A comparison of the Federal Reserve's statements from its two-day meeting that ended Wednesday and its meeting Dec. 17-18:
January: Fed policymakers "decided to make a further measured reduction in the pace of its asset purchases," to $65 billion a month.
December: Fed policymakers announced the first cut to their $85 billion monthly bond purchase program, to $75 billion: "In light of the cumulative progress toward maximum employment and the improvement in the outlook for labor market conditions, (policymakers) decided to modestly reduce the pace of its asset purchases."
Now: The Fed has upgraded its assessment a bit: "Growth in economic activity picked up in recent quarters. ...Household spending and business fixed investment advanced more quickly in recent months."
Then: "Economic activity is expanding at a moderate pace. ...Household spending and business fixed investment advanced."
Now: Regarding hiring, the Fed is less positive than a month ago: "Labor market indicators were mixed but on balance showed further improvement."
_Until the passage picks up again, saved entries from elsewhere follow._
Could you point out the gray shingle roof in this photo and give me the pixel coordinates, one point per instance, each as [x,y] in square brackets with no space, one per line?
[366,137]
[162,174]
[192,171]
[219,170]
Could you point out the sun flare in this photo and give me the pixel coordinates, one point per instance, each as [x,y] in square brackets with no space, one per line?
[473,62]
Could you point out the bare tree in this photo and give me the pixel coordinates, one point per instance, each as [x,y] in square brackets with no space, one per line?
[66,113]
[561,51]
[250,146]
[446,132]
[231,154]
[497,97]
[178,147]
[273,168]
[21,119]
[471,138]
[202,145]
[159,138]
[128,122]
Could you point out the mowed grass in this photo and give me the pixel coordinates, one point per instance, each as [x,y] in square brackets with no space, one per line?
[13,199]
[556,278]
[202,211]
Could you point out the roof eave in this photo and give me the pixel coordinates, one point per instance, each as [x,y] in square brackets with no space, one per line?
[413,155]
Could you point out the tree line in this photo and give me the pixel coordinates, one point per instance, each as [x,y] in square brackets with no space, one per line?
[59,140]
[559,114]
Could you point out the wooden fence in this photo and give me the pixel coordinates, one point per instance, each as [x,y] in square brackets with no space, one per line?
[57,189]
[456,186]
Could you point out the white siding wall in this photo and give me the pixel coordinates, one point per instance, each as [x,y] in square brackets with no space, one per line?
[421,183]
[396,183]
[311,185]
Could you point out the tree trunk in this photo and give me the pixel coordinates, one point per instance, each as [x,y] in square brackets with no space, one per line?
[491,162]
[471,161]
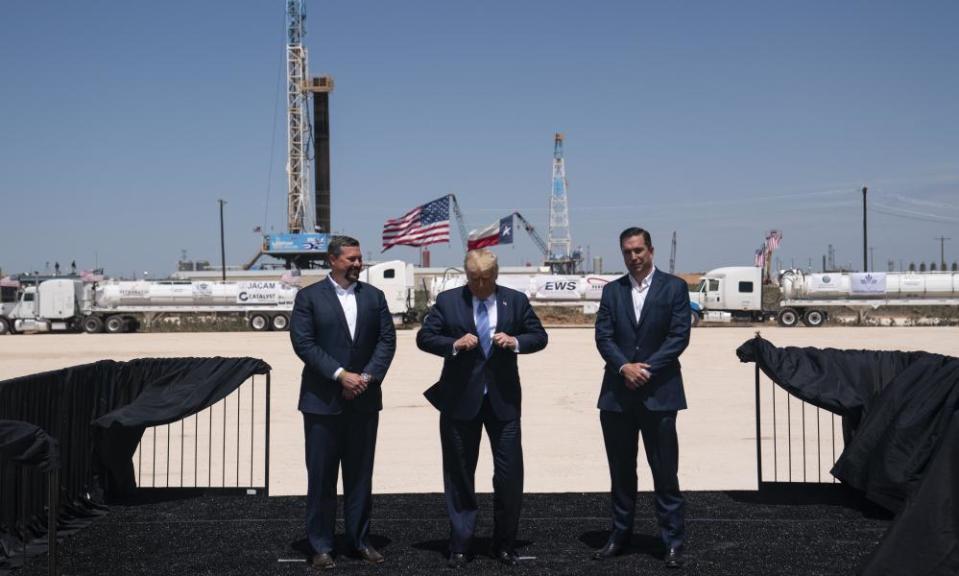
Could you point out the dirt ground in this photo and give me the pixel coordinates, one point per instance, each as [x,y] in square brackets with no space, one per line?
[562,440]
Then: "Labor market conditions have shown further improvement."
GOVERNMENT SPENDING CUTS:
Now: Fed policymakers are more confident that the impact of spending cuts and tax increases is easing: "Fiscal policy is restraining economic growth, although the extent of restraint is diminishing."
Then: "Fiscal policy is restraining economic growth, although the extent of restraint may be diminishing."